Qu’importe l’importance de ces modifications logistiques, rien n’y fait : l’absence peut bien s’absenter, sa mythologie résiste. En effet, l’un des plus tenaces impensés critiques demeure la peur du film, tout simplement, la crainte qu’à trop s’en approcher vous risquiez d’en perdre le goût pour n’en avoir plus que la connaissance : définitive, dépassionnée. Morte. Quiconque connaît l’imprécision de la plupart des articles esquissera ici un sourire.
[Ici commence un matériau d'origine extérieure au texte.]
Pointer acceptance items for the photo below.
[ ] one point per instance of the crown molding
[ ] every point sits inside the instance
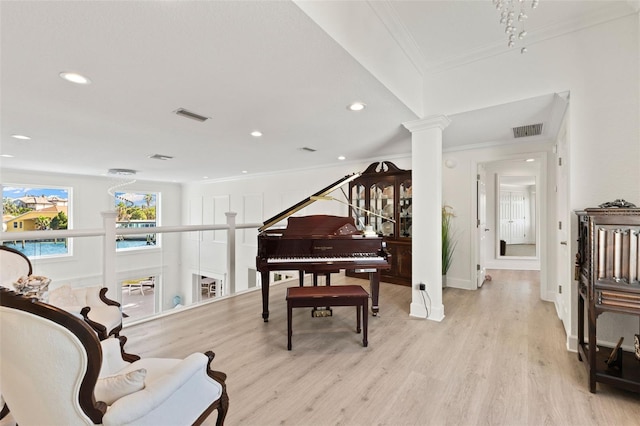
(387, 13)
(551, 30)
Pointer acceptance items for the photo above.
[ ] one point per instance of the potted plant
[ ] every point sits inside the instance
(448, 241)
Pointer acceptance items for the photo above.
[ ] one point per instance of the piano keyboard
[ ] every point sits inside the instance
(304, 259)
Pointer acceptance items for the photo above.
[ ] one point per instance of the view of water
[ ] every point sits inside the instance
(50, 248)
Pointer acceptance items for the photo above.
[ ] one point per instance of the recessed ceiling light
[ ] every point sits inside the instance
(74, 77)
(357, 106)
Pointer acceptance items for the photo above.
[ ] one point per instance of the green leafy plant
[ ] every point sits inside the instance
(449, 241)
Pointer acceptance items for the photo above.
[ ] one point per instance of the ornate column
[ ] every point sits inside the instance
(426, 247)
(231, 253)
(109, 246)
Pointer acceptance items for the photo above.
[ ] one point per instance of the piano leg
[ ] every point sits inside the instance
(374, 281)
(265, 296)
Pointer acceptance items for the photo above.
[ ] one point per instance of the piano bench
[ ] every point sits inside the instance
(341, 295)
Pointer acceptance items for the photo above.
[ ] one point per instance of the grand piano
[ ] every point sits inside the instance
(318, 244)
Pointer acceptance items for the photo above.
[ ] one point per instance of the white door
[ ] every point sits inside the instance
(481, 224)
(563, 270)
(513, 217)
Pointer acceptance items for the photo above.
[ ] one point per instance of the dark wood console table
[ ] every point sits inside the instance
(607, 269)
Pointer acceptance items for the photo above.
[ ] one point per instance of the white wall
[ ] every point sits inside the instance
(600, 67)
(89, 199)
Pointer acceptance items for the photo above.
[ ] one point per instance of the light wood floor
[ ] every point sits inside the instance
(498, 358)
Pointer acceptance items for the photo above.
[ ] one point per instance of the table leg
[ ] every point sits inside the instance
(374, 281)
(365, 320)
(265, 296)
(289, 325)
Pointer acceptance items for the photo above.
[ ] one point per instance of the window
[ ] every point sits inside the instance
(136, 210)
(36, 208)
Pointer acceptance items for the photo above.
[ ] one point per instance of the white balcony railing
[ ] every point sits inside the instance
(184, 265)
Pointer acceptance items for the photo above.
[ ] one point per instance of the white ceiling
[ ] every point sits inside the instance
(248, 65)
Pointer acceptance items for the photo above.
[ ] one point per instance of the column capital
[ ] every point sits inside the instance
(434, 121)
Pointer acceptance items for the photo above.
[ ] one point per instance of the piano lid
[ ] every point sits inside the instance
(304, 203)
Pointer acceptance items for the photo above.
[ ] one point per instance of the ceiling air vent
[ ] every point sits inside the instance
(122, 172)
(192, 115)
(528, 130)
(160, 157)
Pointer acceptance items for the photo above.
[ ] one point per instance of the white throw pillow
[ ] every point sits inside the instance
(110, 389)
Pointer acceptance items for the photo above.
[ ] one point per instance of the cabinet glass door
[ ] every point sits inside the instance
(404, 208)
(358, 200)
(383, 204)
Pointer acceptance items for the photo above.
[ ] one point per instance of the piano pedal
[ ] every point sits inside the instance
(321, 312)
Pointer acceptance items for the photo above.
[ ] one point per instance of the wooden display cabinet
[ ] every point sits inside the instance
(607, 269)
(385, 190)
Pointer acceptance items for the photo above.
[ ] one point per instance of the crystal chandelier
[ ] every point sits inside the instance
(513, 15)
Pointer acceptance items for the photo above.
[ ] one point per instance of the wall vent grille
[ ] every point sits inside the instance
(160, 157)
(189, 114)
(528, 130)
Tant pis, l’ennemi de la profession reste celui dont l’amour inconditionnel — donc irraisonné — du cinéma ne suinte pas à chaque phrase, le traître à sa condition première de spectateur.

Pensons encore à ce qui arrive depuis une dizaine d’années avec les séries télé. La passion qu’elles suscitent n’est pas séparable d’une modification dans les conditions de regard. Mieux encore que modification : un brouillage des pistes. Les séries sont des objets télévisuels vus le plus souvent hors des conditions de la télé : téléchargement, achat, location ou prêt de DVD. The Wire n’eut aucun succès lors de la diffusion de sa première saison sur France 2. C’est le DVD, c’est le téléchargement, c’est le bouche-à-oreilles qui ont patiemment fait sa gloire. Rencontré à Baltimore un jour de septembre 2008, David Simon, son créateur, racontait que la série eut peu d’audience sur la chaîne — payante, câblée — HBO, mais qu’elle en eut davantage en VOD, et encore davantage en DVD.
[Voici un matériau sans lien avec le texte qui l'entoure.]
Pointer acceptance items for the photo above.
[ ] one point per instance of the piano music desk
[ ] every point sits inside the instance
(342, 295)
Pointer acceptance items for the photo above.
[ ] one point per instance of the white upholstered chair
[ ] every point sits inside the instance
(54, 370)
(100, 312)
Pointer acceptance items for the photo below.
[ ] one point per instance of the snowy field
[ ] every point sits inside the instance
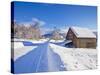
(76, 58)
(72, 58)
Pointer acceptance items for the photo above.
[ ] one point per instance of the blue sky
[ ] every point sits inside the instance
(58, 15)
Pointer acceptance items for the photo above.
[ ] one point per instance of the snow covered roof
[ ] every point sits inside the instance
(83, 32)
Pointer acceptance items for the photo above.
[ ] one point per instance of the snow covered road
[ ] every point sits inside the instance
(50, 57)
(40, 59)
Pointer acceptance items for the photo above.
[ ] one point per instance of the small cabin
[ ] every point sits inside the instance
(81, 37)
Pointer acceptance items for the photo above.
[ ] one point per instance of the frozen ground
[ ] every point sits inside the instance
(72, 58)
(20, 50)
(76, 58)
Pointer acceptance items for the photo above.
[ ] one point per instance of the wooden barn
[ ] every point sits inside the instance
(81, 37)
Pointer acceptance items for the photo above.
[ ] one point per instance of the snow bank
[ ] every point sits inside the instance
(76, 58)
(18, 52)
(17, 45)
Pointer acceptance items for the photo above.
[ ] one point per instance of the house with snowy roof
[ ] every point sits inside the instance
(81, 37)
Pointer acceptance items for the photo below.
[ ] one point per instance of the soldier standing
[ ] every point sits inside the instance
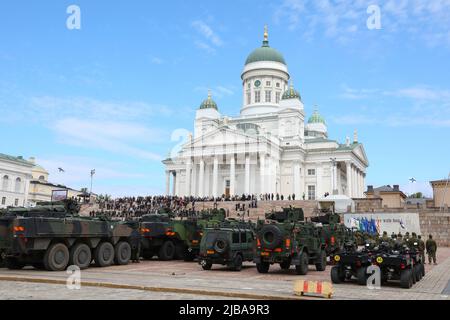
(431, 247)
(421, 246)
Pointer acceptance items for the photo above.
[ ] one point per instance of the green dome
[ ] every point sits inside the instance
(291, 93)
(265, 53)
(209, 103)
(316, 118)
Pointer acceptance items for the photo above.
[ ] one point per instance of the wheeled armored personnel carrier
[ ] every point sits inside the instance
(230, 243)
(53, 236)
(287, 239)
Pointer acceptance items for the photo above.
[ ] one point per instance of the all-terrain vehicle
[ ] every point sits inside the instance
(287, 239)
(229, 244)
(53, 236)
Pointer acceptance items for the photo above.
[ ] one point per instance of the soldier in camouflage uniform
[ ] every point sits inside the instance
(431, 247)
(421, 246)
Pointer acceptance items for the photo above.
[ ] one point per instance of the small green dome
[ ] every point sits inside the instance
(265, 53)
(291, 93)
(316, 118)
(209, 103)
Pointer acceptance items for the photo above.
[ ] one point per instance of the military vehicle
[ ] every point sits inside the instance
(53, 236)
(230, 243)
(287, 239)
(175, 238)
(351, 262)
(402, 264)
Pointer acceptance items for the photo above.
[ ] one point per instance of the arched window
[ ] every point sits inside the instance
(5, 181)
(18, 186)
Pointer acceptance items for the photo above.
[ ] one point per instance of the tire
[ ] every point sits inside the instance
(285, 265)
(122, 253)
(237, 263)
(220, 245)
(180, 251)
(406, 279)
(321, 263)
(56, 258)
(206, 265)
(167, 251)
(302, 268)
(361, 276)
(13, 264)
(104, 254)
(336, 275)
(271, 236)
(263, 267)
(80, 256)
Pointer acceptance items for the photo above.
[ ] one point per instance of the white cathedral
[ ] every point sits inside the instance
(269, 148)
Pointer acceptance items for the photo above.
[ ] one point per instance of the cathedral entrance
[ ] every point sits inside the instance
(227, 188)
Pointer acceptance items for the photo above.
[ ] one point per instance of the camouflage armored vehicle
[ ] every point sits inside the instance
(175, 238)
(351, 262)
(399, 263)
(230, 244)
(287, 239)
(53, 236)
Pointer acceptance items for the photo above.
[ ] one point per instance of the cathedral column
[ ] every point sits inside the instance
(215, 176)
(201, 180)
(188, 178)
(349, 178)
(232, 175)
(296, 189)
(167, 182)
(247, 175)
(262, 172)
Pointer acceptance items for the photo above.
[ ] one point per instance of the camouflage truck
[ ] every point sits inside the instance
(53, 236)
(175, 238)
(286, 238)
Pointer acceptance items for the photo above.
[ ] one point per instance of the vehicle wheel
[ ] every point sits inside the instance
(263, 267)
(302, 268)
(122, 253)
(406, 279)
(321, 263)
(206, 265)
(167, 251)
(237, 263)
(361, 276)
(104, 254)
(148, 254)
(336, 275)
(13, 264)
(80, 255)
(285, 265)
(56, 257)
(180, 251)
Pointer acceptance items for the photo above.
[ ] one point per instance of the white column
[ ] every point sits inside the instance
(188, 178)
(167, 182)
(247, 175)
(232, 175)
(296, 189)
(262, 173)
(215, 176)
(349, 178)
(201, 180)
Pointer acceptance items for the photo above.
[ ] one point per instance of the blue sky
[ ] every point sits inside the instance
(110, 95)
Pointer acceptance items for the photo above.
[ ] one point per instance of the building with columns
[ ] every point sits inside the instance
(269, 147)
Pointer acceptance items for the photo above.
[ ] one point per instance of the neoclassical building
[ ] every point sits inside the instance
(269, 147)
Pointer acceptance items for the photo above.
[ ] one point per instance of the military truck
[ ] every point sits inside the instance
(230, 243)
(287, 239)
(351, 262)
(175, 238)
(53, 236)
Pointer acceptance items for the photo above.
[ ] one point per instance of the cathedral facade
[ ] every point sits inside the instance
(269, 147)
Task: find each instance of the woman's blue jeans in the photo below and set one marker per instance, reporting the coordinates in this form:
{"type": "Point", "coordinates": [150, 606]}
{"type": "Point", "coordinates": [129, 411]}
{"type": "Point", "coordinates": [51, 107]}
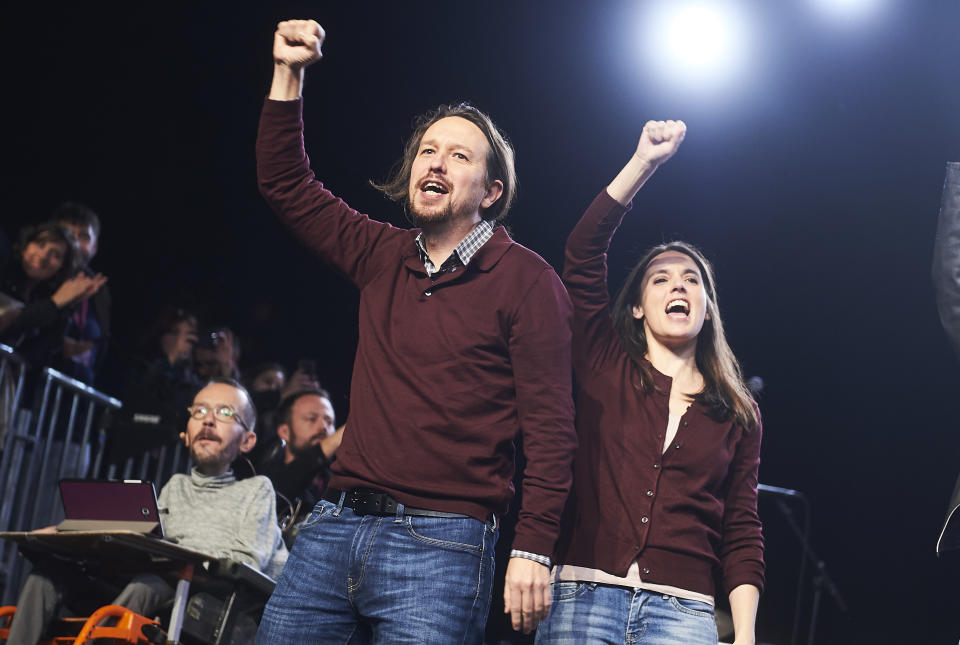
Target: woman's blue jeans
{"type": "Point", "coordinates": [584, 613]}
{"type": "Point", "coordinates": [370, 579]}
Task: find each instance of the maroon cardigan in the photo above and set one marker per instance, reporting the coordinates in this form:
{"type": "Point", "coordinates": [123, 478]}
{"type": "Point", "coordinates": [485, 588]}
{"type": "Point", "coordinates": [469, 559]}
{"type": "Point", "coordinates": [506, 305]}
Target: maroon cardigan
{"type": "Point", "coordinates": [679, 514]}
{"type": "Point", "coordinates": [447, 371]}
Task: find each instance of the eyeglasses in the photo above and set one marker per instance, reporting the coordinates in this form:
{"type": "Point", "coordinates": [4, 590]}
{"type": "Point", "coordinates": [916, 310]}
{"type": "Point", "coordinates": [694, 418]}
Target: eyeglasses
{"type": "Point", "coordinates": [222, 412]}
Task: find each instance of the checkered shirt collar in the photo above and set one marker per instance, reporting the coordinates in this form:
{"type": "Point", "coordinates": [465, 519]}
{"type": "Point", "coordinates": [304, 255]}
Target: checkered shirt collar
{"type": "Point", "coordinates": [463, 252]}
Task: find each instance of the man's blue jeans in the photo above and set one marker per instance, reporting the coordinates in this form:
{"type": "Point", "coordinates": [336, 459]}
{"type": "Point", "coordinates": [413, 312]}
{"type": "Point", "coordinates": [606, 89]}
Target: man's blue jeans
{"type": "Point", "coordinates": [394, 579]}
{"type": "Point", "coordinates": [590, 613]}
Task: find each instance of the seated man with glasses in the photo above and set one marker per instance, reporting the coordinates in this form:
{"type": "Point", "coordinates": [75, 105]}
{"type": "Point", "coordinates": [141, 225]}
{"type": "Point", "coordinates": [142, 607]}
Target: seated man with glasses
{"type": "Point", "coordinates": [209, 510]}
Mais enfin, que voulons-nous ? Des articles qui diraient expressément de quoi ils sont faits, s’ils s’appuient sur une séance en salle, un DVD, une, deux ou trois visions ? Une critique qui prendrait acte que l’événement de la séance n’est plus central pour s’adapter aux nouvelles conditions de regard ? Sans doute. C’est aussi beaucoup plus simple. Ce que nous voulons, c’est d’une part une critique sans alibi, ou dont l’expérience ne soit plus la seule loi — ou absence de loi, puisqu’on a vu qu’elle justifie tous les effets, tous les maniérismes, toutes les errances.
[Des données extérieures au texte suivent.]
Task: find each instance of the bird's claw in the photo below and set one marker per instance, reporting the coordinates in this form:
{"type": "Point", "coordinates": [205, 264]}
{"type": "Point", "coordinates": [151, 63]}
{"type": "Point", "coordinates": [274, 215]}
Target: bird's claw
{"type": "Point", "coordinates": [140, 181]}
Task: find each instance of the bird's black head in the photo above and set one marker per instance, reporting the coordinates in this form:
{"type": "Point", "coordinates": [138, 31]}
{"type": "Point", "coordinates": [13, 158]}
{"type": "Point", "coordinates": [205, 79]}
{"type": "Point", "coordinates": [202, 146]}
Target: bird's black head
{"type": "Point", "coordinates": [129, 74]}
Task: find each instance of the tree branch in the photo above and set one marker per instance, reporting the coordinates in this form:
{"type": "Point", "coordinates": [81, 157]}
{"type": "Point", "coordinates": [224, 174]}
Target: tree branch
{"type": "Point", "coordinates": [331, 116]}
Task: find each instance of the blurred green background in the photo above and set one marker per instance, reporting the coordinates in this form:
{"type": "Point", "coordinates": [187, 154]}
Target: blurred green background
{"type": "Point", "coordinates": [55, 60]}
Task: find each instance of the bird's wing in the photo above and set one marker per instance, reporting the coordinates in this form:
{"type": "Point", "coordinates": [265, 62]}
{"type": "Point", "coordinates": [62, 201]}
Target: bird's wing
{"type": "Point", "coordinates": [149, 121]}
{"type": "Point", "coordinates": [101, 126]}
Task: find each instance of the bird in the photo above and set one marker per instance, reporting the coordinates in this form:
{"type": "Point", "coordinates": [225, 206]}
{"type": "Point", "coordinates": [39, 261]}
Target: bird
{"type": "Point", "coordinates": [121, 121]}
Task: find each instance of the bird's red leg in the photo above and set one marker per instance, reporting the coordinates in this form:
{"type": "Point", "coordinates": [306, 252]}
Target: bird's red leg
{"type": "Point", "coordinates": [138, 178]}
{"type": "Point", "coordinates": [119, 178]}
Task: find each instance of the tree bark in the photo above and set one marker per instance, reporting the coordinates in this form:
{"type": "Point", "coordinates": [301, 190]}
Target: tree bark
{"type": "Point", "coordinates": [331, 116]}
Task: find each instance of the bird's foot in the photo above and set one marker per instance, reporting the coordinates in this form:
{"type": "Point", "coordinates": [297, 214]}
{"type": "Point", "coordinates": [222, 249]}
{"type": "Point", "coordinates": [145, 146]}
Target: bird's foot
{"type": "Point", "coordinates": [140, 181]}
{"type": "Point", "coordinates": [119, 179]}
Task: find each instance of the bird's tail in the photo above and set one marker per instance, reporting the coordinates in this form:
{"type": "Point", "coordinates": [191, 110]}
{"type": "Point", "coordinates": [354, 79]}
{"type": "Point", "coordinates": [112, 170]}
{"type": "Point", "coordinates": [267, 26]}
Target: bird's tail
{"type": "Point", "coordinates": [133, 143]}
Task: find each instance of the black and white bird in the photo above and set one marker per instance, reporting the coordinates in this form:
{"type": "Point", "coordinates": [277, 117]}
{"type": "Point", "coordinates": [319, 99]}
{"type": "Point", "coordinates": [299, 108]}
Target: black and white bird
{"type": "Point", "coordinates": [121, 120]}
Et d’autre part, s’il faut absolument que le rythme critique réponde à un rythme du cinéma — un certain battement de présence et d’absence —, ce que nous voulons, aujourd’hui, ce qui nous semble nécessaire est bien loin de ce qu’enseigne l’air du temps. Non pas une critique qui s’enlève sur fond d’intermittence ou de rareté du cinéma. Tout sauf le cocktail habituel d’impressionnisme et de mystique. Une critique, au contraire, qui s’accorde au fait actuel du cinéma. Quel est ce fait ? Son omniprésence. Dans nos salles, dans nos salons. Dans nos galeries, dans nos musées. Dans nos têtes, dans nos mains. Dans nos essais, dans nos romans. À suivre.

Post-scriptum

Emmanuel Burdeau est critique de cinéma. Il a été, jusqu’en 2009, rédacteur en chef des Cahiers du cinéma.

Notes

[1La majeure partie de ce texte, initialement paru dans le numéro 293 des Cahiers du cinéma (oct.1978), a été rééditée dans Vacarme 4-5 (sept-nov.1997).